I would like to share a group of artifacts, found together, that exemplifies this phenomenon.
This group of Harahey knives was dug in March of 2004 in San Saba Co., TX. Bobby
Glass of Georgetown, TX, was digging a site on private property when his friend Cole
Lockhart called him to an adjacent square to see a find. The tip of a point, made of
Edwards flint, was projecting from the side of the excavation. Working together, they
unearthed a pile of half pieces. No other artifacts were recovered in association.
Even before the pieces were all recovered it was apparent that at least some of the halves
fit together. Later, Mr. Lockhart glued the pieces. The group was revealed to contain six
Harahay knives ranging from 5" to 6 1/4" inches in length. Two were full blades with little
use and no resharpening evident, two were lightly resharpened, and two were heavily
resharpened. All were broken across the center of the blade.
These blades look great on the wall. Finding them was an experience the diggers will never
forget. And although I acquired the group in a trade, I'm certain they have a fair amount of
monetary value. But the real value and true significance of these remarkable relics is the
window they provide into the life of the person who used them centuries ago.
I interpret this find as being part of one individual's working tool kit. The knives appear to
have been put into service in pairs, before the most used set was exhausted. The newest
blades show evidence of use as shaft straighteners, awl sharpeners, or cordage preparers.
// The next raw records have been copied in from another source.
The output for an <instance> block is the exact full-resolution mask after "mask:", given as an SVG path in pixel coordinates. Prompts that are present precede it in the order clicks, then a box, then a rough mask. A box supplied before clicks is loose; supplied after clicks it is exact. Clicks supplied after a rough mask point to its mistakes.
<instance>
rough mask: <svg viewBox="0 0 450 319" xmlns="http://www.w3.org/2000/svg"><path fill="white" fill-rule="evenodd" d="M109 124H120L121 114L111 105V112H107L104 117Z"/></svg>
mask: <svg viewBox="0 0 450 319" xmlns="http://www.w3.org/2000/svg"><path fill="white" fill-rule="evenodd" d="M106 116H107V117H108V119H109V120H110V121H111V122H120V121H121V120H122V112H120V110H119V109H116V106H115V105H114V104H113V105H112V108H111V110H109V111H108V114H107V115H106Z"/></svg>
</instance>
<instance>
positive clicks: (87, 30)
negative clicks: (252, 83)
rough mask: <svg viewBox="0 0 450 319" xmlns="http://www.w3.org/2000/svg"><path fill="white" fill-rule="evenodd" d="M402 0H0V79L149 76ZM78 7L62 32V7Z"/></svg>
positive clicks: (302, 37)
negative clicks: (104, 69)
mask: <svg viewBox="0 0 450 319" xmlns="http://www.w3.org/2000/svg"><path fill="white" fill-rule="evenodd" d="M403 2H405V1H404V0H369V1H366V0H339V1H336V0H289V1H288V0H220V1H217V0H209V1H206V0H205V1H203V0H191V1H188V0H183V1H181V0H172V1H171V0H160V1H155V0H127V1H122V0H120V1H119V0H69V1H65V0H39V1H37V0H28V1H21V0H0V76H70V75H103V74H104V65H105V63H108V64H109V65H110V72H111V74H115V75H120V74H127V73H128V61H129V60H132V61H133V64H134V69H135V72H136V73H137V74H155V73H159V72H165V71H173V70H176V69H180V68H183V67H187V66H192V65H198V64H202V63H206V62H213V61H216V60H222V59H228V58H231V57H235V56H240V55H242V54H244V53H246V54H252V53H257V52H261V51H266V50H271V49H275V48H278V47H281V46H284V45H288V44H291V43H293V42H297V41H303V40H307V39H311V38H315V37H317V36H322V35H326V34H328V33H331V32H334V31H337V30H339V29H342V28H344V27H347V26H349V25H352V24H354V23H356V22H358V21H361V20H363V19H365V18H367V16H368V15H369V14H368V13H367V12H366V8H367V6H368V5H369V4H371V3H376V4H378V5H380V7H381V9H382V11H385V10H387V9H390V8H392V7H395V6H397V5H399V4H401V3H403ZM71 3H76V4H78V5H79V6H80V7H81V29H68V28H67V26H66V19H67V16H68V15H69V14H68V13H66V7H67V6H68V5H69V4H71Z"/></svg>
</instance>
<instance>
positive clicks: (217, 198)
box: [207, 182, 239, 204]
The evidence of this use is gone after a few sharpenings. The total weight of the artifacts is
452 grams, slightly more than a pound. That's a lot of knife edge for the weight, an
important aspect to a mobile group of hunters. The flat bifaces stack beautifully for storage
and transport. And, as any Boy Scout will tell you, nothing is handier on a long camp-out
than a sharp knife.
But why were they discarded? Because the relics were found in a dry, rocky area that was
not farmed in historic times it seems likely that the knives were broken deliberately. "Killed"
artifacts are known from a variety of archaeological contexts in many parts of the country.
We can only speculate on the cultural aspects so tantalizingly hinted at by the condition of
the Lockhart Harahays. But isn't that what collecting Indian relics is all about?